2 Association interprofessionnelle de santé au travail de la Côte-d’Or, Dijon, France
Soumis le 17.11.2017 // Date of submission: 11.17.2017
Mots-clés : Médicaments cytotoxiques | Biométrologie | Soignants | Exposition professionnelle
Keywords: Cytotoxic drugs | Biomonitoring | Healthcare workers | Occupational exposure

Résumé

Les médicaments cytotoxiques utilisés dans les traitements des cancers présentent une toxicité intrinsèque, du fait de leurs propriétés génotoxiques, tératogènes et cancérigènes. Les professionnels de santé pouvant y être exposés, il est essentiel de garantir leur sécurité et de mettre en place des programmes d’évaluation des expositions pour documenter les expositions, juger de l’efficacité des mesures de protection et établir des priorités en matière de prévention. Cet article présente les principaux résultats de deux campagnes d’évaluation des expositions aux médicaments cytotoxiques, réalisées en 2010 puis en 2016 dans un même établissement hospitalier en France.

Les expositions des soignants (infirmiers, aides-soignants et agents de service hospitalier) ont été évaluées par la biométrologie et par la mesure de la contamination de leur environnement de travail.

Les analyses réalisées en 2010 ont mis en évidence la présence de médicaments cytotoxiques dans les urines de près de la moitié des infirmiers et aides-soignants suivis, ainsi que sur les surfaces de travail. Malgré la mise en place de plusieurs actions de prévention, la campagne d’évaluation suivante, en 2016, a montré que les expositions perduraient. L’analyse d’un questionnaire sur la prise en charge globale du risque cytotoxique a permis d’apporter un éclairage sur ces résultats. Il apparaît ainsi que les différents déterminants de l’exposition (formation, port des équipements de protection individuelle, gestion des incidents, procédures formalisées…) doivent être identifiés et pris en compte pour une maîtrise du risque cytotoxique. Enfin, cette étude met en évidence le besoin d’un suivi régulier des expositions pour maintenir un niveau de vigilance optimal du personnel et éviter toute dérive au cours du temps.

Abstract

Cytotoxic drugs used in the treatment of cancers have an intrinsic toxicity, because of their genotoxic, teratogenic and carcinogenic properties. As healthcare workers may be exposed to these drugs, it is essential to estimate exposure, ensure their safety and to implement control programs to assess the effectiveness of protective measures, and set priorities in terms of prevention.
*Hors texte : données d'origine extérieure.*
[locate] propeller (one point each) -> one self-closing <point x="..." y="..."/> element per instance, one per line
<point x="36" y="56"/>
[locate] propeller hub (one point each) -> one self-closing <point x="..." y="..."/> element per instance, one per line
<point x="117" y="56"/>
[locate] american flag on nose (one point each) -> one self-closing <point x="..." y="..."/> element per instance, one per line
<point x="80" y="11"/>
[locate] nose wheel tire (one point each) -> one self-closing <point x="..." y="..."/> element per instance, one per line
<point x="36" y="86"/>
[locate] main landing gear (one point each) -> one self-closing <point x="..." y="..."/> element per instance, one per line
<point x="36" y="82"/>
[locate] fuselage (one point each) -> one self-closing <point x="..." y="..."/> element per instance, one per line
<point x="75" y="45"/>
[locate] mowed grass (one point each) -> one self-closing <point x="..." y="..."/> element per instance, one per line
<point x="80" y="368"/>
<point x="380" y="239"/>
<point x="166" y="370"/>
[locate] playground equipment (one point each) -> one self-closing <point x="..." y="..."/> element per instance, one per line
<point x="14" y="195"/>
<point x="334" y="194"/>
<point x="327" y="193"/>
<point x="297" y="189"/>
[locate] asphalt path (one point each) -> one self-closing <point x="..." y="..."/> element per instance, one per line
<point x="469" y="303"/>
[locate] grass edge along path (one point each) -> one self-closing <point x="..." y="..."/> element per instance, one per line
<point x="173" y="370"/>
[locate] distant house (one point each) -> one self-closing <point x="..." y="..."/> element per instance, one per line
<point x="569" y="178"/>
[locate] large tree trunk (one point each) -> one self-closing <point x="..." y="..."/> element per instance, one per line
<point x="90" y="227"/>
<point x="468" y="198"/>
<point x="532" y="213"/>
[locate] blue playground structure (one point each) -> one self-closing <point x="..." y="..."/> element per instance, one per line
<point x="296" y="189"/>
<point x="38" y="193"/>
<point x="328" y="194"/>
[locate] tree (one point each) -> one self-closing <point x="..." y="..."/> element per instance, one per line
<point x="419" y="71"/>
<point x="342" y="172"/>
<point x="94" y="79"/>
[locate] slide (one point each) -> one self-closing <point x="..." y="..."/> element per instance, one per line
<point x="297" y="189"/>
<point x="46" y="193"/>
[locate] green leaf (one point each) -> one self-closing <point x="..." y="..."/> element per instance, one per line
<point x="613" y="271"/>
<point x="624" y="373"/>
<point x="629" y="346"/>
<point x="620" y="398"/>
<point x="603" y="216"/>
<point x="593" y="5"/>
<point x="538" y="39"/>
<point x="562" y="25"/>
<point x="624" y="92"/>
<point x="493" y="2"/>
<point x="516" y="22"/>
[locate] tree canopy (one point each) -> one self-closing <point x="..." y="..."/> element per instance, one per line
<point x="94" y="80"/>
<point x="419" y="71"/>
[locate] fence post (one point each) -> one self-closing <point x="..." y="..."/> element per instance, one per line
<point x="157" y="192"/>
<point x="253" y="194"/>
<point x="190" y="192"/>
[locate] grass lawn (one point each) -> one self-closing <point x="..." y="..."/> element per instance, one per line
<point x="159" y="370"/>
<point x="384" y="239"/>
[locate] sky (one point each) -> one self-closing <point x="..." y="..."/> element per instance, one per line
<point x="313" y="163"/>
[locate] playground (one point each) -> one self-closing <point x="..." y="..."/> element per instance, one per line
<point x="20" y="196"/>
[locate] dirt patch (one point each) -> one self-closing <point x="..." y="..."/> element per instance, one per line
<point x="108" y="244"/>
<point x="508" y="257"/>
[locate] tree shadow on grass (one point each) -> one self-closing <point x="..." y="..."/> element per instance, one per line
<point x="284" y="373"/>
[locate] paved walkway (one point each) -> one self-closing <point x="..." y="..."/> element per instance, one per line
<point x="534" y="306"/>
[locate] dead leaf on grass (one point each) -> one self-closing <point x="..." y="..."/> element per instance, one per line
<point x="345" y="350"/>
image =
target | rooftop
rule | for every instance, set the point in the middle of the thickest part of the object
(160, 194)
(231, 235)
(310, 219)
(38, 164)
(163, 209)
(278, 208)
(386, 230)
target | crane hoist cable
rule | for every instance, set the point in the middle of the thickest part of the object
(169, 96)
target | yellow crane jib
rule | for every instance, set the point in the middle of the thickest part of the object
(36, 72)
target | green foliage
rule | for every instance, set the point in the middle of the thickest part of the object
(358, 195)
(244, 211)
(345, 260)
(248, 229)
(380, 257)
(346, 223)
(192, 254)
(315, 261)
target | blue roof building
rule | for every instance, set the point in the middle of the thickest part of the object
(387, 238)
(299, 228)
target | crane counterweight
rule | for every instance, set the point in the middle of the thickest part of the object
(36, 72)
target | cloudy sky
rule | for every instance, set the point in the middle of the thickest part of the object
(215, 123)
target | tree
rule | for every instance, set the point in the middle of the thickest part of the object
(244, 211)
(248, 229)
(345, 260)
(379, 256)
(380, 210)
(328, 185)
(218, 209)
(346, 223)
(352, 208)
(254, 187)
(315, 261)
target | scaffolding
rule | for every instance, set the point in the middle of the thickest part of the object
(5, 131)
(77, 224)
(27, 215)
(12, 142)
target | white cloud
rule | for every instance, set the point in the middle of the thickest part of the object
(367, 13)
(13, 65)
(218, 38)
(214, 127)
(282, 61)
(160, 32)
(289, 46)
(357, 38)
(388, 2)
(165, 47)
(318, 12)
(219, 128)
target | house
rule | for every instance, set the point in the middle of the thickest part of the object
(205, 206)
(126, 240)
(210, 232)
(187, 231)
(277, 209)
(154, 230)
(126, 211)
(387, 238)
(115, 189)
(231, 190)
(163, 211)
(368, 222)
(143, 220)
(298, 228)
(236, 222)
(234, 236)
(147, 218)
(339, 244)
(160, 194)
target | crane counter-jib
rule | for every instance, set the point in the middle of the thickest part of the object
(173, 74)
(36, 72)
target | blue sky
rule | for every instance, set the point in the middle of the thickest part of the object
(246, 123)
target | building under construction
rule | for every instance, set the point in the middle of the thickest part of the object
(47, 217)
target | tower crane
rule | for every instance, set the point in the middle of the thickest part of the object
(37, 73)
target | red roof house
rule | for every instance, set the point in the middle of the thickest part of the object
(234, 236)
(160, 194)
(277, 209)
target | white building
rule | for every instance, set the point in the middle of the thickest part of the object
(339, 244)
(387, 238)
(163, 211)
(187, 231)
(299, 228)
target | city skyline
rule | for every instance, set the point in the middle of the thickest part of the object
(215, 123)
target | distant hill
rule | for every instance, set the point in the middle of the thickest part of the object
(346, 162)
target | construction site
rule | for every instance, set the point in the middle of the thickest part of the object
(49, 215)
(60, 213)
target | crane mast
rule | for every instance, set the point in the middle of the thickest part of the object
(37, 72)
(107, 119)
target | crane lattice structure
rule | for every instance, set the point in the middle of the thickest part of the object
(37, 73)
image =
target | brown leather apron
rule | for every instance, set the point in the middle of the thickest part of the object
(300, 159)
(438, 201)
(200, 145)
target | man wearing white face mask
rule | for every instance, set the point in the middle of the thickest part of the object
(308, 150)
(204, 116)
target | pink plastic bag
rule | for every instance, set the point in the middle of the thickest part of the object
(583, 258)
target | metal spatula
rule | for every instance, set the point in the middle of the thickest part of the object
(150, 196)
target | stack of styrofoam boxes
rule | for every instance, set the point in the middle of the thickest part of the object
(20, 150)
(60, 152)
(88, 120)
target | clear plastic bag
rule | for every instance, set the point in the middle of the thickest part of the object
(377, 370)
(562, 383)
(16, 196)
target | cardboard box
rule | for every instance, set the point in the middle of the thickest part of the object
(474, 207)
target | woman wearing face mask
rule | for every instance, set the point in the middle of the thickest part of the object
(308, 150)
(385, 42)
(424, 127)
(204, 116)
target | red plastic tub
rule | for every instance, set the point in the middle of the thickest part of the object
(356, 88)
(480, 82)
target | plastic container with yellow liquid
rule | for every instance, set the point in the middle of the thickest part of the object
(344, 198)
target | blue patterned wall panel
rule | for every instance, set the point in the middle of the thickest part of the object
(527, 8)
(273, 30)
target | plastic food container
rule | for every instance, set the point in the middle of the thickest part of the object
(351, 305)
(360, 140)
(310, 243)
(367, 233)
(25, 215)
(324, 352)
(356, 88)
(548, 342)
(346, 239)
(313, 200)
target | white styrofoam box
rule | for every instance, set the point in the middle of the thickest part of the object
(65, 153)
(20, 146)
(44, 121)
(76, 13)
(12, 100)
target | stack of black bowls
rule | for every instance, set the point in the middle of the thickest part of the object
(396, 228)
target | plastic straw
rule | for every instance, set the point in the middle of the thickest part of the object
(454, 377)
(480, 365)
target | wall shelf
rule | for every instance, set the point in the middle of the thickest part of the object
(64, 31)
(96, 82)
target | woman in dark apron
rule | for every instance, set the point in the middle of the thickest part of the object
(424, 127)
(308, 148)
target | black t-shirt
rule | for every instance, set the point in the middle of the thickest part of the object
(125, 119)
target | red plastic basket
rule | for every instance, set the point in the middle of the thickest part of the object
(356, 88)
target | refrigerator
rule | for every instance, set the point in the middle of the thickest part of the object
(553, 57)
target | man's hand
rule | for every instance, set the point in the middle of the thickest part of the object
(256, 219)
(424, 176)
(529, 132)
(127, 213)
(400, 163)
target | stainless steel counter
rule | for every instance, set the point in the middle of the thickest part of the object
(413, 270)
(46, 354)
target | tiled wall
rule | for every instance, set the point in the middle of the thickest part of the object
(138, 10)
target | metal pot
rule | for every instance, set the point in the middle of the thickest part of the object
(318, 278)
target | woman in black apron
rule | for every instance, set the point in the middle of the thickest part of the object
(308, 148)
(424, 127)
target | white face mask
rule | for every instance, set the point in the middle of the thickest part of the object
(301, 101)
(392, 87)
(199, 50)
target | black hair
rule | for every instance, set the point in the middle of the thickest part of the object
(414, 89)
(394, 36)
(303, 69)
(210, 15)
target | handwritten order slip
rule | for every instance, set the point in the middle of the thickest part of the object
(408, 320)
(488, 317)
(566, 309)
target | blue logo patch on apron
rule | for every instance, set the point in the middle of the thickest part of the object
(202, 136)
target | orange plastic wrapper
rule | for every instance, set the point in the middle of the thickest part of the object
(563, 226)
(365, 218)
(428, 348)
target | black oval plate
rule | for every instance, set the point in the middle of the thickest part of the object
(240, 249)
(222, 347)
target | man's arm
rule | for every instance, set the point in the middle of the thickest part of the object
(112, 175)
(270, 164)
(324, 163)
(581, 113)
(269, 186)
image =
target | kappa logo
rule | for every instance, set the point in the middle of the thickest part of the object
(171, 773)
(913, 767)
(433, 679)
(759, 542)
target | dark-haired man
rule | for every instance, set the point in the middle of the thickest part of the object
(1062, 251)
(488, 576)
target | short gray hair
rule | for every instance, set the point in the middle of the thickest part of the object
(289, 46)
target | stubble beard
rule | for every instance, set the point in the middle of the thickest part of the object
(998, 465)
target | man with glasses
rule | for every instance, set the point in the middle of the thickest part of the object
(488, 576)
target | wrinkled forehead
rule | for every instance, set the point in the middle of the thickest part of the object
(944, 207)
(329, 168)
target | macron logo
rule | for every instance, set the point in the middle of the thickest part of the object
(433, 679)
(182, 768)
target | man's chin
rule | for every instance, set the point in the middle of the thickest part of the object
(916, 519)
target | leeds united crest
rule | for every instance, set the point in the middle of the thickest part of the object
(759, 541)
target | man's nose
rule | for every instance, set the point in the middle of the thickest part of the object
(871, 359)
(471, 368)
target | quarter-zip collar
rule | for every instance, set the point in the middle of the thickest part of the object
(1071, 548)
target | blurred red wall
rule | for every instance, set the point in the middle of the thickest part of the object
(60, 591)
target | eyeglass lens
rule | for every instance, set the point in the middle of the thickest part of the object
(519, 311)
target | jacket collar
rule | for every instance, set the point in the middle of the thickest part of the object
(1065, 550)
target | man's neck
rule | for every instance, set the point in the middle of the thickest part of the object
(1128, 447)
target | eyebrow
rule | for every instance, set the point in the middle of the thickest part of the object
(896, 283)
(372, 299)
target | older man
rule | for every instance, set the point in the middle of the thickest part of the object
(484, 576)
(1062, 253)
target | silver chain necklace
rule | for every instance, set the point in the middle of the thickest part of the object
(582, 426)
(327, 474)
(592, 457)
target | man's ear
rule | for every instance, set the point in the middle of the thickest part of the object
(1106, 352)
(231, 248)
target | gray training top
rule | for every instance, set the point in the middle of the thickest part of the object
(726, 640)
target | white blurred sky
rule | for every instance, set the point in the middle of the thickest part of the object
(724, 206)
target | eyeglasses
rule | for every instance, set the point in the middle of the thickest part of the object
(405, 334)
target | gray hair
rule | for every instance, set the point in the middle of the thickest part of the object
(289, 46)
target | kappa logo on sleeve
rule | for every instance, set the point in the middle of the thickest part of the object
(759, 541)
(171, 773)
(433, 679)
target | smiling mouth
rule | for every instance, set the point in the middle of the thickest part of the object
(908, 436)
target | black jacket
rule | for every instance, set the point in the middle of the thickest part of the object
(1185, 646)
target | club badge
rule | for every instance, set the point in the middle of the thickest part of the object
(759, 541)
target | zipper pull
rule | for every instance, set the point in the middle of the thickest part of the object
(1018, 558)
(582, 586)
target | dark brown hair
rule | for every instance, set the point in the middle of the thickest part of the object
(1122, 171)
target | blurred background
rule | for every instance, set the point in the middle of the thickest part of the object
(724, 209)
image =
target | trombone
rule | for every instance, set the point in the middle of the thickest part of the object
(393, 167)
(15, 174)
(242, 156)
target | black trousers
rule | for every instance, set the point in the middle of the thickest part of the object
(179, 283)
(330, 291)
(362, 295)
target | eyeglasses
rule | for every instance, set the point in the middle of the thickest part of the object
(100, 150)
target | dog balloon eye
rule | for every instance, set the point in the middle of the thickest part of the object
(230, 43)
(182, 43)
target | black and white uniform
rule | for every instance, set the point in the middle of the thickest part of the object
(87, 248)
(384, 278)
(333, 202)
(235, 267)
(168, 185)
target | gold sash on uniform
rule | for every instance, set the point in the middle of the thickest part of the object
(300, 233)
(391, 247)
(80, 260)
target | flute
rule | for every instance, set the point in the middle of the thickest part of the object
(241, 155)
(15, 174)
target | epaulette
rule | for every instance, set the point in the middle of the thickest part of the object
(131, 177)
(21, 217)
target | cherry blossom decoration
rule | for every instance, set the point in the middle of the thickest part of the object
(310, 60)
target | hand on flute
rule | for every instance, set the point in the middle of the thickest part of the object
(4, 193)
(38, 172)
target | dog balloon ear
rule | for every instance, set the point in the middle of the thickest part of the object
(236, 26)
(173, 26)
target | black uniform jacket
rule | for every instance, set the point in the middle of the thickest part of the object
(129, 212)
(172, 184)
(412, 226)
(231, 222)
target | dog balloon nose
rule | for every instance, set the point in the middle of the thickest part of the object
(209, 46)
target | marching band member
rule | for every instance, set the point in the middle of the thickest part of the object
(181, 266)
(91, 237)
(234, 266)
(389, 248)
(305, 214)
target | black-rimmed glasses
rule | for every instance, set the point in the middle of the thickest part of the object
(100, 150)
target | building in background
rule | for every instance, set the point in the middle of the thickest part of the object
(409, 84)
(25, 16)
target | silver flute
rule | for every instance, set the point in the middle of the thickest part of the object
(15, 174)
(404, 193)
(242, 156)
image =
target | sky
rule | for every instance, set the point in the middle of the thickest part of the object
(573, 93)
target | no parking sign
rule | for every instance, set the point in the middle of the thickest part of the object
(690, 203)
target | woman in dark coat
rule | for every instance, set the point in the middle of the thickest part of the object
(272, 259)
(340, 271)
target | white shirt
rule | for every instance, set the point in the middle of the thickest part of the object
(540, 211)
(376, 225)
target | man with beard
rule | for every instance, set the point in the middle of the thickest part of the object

This article presents the main results of two cytotoxic drug exposure evaluation campaigns conducted in 2010 and again in 2016 in the same hospital in France.

Caregiver exposures (nurses, caregivers, and hospital service workers) were assessed by biometrology and by measuring contamination in their work environment. The analyzes carried out in 2010 revealed the presence of cytotoxic drugs in the urine of almost half of the nurses and caregivers monitored, as well as on the work surfaces. Despite the implementation of several preventive actions, the following evaluation campaign, in 2016, showed that the exposures persisted. The analysis of a questionnaire on the global management of the cytotoxic risk shed light on these results. It thus appears that the various determinants of exposure (training, wearing of personal protective equipment, incident management, formalized procedures, etc.) must be identified and taken into account in order to control the cytotoxic risk. Finally, this study highlights the need for regular monitoring of exposures to maintain an optimal level of vigilance of staff and avoid drift over time.

Introduction

Utilisés dans le traitement des cancers, les médicaments cytotoxiques présentent une toxicité intrinsèque liée à leur mécanisme d’action sur les cellules. La plupart possèdent des propriétés génotoxiques, reprotoxiques et/ou cancérogènes.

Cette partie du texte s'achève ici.